# Practical session: neighbourhoods


### Synthetic Nolan example

Before we get started on tacking the practical, we'll quicky review and reproduce the Nolan pipeline from Schürch et al. who used this approach in understanding immune spatial organisation in CRC (https://doi.org/10.1016/j.cell.2020.07.005), but here, we'll stick with synthetic data for now.

In [None]:
# Import necessary libraries
import muspan as ms
import numpy as np
import pandas as pd
import seaborn as sns
import matplotlib.pyplot as plt

# Load an example domain dataset
pc = ms.datasets.load_example_domain('Synthetic-Points-Architecture')

# Visualize the dataset, coloring by 'Celltype'
ms.visualise.visualise(pc, color_by='Celltype')

In MuSpAn, we leverage the flexibility of our `muspan.networks` submodule and the sklearn clustering packages (via `muspan.helpers.cluster_data`) to allow an combination of spatial relation of points and how they are clustered. Here, we will explore how we might use our `cluster_neighbourhoods` functionality ranging from commonly used methods in literature to our recommendations. Critically, this tutorial should also serve as a demonstration of the sensitivity of resultant neighbourhoods to both the spatial networks and clustering method used. Before using this function, we also recommend seeing our documentation on `cluster_neighbourhoods` to get and understanding of the parameters associated.

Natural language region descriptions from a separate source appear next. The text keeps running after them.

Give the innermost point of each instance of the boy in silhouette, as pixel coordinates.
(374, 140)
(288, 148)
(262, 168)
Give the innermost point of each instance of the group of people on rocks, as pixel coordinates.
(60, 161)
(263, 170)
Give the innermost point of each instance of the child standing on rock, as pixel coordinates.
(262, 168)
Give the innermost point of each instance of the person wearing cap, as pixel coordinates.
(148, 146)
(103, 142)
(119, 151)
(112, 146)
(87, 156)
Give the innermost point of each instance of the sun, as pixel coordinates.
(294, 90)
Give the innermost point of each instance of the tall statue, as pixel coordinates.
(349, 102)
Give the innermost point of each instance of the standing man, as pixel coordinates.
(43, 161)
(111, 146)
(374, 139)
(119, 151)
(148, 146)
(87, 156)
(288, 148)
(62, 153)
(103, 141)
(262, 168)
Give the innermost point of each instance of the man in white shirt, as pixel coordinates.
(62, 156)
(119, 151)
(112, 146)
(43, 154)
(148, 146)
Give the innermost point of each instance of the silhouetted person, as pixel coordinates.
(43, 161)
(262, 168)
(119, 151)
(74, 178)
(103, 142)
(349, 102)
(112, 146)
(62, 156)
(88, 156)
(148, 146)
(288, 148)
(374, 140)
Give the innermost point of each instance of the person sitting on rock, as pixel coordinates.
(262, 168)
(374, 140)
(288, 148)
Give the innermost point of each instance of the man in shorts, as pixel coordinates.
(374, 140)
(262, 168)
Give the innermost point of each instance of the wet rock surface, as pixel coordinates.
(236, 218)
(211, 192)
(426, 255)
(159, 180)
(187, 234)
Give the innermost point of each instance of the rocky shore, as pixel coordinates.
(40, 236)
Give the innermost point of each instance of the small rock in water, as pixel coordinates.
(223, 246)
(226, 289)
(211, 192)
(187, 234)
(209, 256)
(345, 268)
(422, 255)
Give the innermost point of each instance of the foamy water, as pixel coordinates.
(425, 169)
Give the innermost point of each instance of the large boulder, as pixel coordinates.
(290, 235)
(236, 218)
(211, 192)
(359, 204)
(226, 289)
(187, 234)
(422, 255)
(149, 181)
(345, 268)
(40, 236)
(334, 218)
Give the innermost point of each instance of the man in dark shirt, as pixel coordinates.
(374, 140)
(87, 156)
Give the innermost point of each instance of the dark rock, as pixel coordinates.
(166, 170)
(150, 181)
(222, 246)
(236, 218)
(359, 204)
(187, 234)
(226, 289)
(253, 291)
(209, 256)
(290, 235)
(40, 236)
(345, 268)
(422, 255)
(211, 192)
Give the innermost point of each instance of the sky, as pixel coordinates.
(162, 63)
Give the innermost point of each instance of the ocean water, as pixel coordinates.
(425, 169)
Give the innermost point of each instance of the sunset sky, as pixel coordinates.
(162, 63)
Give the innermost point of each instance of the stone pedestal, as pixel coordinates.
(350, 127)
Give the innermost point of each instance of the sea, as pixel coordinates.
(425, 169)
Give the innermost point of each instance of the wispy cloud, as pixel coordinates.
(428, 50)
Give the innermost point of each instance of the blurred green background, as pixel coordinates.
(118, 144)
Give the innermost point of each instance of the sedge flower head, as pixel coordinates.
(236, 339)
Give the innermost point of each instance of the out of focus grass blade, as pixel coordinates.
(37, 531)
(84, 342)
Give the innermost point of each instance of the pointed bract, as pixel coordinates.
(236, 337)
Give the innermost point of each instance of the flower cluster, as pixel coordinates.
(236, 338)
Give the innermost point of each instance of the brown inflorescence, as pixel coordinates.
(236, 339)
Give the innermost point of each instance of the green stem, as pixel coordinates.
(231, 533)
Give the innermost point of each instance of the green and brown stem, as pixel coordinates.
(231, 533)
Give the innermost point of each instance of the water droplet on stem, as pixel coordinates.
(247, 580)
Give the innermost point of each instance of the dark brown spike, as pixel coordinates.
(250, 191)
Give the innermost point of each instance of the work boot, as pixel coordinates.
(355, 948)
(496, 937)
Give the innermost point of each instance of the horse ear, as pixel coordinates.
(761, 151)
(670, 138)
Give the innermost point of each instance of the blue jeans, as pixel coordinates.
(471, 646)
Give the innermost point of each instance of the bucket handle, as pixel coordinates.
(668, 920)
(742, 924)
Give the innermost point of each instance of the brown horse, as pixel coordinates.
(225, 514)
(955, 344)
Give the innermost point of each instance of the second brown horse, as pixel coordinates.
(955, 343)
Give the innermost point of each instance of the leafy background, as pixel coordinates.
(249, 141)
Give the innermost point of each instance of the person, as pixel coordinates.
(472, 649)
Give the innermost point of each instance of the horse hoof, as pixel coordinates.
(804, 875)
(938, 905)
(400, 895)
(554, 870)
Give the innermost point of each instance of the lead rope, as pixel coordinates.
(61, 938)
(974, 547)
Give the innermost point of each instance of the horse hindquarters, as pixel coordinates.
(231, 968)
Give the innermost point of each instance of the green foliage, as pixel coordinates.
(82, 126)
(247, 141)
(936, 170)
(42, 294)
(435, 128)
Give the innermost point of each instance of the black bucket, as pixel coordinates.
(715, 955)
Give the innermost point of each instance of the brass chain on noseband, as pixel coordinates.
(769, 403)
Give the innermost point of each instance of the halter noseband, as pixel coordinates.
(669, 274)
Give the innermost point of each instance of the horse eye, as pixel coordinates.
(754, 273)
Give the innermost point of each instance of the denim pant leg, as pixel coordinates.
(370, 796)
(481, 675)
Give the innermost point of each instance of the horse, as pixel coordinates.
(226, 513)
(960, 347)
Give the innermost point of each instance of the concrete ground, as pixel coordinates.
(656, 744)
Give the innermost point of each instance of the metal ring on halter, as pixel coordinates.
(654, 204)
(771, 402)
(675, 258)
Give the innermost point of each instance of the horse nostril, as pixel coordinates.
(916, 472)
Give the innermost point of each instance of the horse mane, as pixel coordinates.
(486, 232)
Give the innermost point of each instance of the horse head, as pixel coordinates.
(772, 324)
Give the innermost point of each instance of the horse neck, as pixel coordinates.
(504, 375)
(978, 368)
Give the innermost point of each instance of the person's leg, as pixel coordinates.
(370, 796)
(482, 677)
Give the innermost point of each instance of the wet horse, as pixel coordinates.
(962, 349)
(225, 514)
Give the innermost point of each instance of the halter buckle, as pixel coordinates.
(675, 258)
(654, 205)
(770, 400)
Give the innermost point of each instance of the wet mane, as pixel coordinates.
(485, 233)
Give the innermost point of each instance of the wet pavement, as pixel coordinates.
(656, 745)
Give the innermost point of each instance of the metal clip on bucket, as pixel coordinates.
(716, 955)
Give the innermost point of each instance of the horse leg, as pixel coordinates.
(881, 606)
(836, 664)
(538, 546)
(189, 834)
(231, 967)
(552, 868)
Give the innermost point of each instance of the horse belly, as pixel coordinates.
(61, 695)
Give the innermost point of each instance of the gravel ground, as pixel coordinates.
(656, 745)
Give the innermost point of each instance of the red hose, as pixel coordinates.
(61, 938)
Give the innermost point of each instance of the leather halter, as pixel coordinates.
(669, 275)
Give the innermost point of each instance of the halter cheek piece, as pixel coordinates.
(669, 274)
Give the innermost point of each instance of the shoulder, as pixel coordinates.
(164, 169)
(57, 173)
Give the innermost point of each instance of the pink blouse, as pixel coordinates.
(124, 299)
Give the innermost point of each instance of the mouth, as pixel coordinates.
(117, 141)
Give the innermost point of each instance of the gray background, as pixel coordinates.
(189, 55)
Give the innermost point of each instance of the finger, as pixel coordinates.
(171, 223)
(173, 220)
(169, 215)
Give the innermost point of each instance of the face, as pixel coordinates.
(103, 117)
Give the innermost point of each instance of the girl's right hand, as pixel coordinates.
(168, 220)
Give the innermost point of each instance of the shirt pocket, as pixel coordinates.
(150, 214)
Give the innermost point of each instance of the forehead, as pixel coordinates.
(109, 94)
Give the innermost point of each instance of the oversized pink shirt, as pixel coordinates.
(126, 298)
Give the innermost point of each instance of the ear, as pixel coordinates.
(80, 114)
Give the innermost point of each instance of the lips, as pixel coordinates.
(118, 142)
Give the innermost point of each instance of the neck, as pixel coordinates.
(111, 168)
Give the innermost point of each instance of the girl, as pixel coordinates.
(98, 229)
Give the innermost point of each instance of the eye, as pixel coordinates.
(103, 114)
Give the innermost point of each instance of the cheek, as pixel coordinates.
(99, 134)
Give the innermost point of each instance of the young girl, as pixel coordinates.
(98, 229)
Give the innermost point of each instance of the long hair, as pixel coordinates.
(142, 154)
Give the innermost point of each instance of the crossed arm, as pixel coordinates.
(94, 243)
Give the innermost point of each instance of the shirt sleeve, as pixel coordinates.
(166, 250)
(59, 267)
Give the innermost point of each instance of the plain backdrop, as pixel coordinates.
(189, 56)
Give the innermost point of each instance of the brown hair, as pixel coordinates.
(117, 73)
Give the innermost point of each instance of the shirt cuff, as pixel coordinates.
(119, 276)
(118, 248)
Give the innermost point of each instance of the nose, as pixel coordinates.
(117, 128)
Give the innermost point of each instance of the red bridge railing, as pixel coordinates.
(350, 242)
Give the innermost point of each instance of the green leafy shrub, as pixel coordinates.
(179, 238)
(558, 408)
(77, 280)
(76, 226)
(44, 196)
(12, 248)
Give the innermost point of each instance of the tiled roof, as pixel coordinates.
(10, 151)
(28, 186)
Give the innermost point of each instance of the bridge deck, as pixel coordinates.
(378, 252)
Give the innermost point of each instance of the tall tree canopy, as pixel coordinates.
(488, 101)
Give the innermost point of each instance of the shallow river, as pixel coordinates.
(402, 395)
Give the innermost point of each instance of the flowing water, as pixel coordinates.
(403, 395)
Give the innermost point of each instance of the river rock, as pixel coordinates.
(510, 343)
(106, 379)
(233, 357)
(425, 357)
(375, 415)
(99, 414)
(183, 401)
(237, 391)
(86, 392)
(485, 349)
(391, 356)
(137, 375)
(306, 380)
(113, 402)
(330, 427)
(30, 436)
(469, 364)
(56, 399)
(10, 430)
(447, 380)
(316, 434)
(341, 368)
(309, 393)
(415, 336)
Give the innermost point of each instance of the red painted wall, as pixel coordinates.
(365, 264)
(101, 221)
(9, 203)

We can reproduce their implementation by using our `KNN` spatial network generation, with 10 neighbours and selecting the `minibatchkmeans` clustering methods with 4 clusters as shown below where we apply this clustering procedure to our synthetic data using the 'Celltype' label.

In [3]:
# Perform neighbourhood clustering on the dataset using KNN and minibatchkmeans
neighbourhood_enrichment_matrix, consistent_global_labels, unique_cluster_labels = ms.networks.cluster_neighbourhoods(
    pc,  # The domain dataset
    label_name='Celltype',  # The label to use for clustering
    network_kwargs=dict(network_type='KNN', max_edge_distance=np.inf, min_edge_distance=0, number_of_nearest_neighbours=10),  # The network parameters
    k_hops=1,  # The number of hops to consider for the neighbourhood
    neighbourhood_label_name='Neighbourhood ID',  # Name for the neighbourhood label
    cluster_method='minibatchkmeans',  # Clustering method
    cluster_parameters={'n_clusters': 4},  # Parameters for the clustering method
    neighbourhood_enrichment_as='log-fold' # Neighbourhood enrichment as log-fold 
)

The function has three outputs:
1. A differential exppression matirx where rows represent cluster IDs and rows are labels used in to cluster. Here this is presented as log-fold change to match the Sch&uuml;rch et al. pipeline but our default is a zscore.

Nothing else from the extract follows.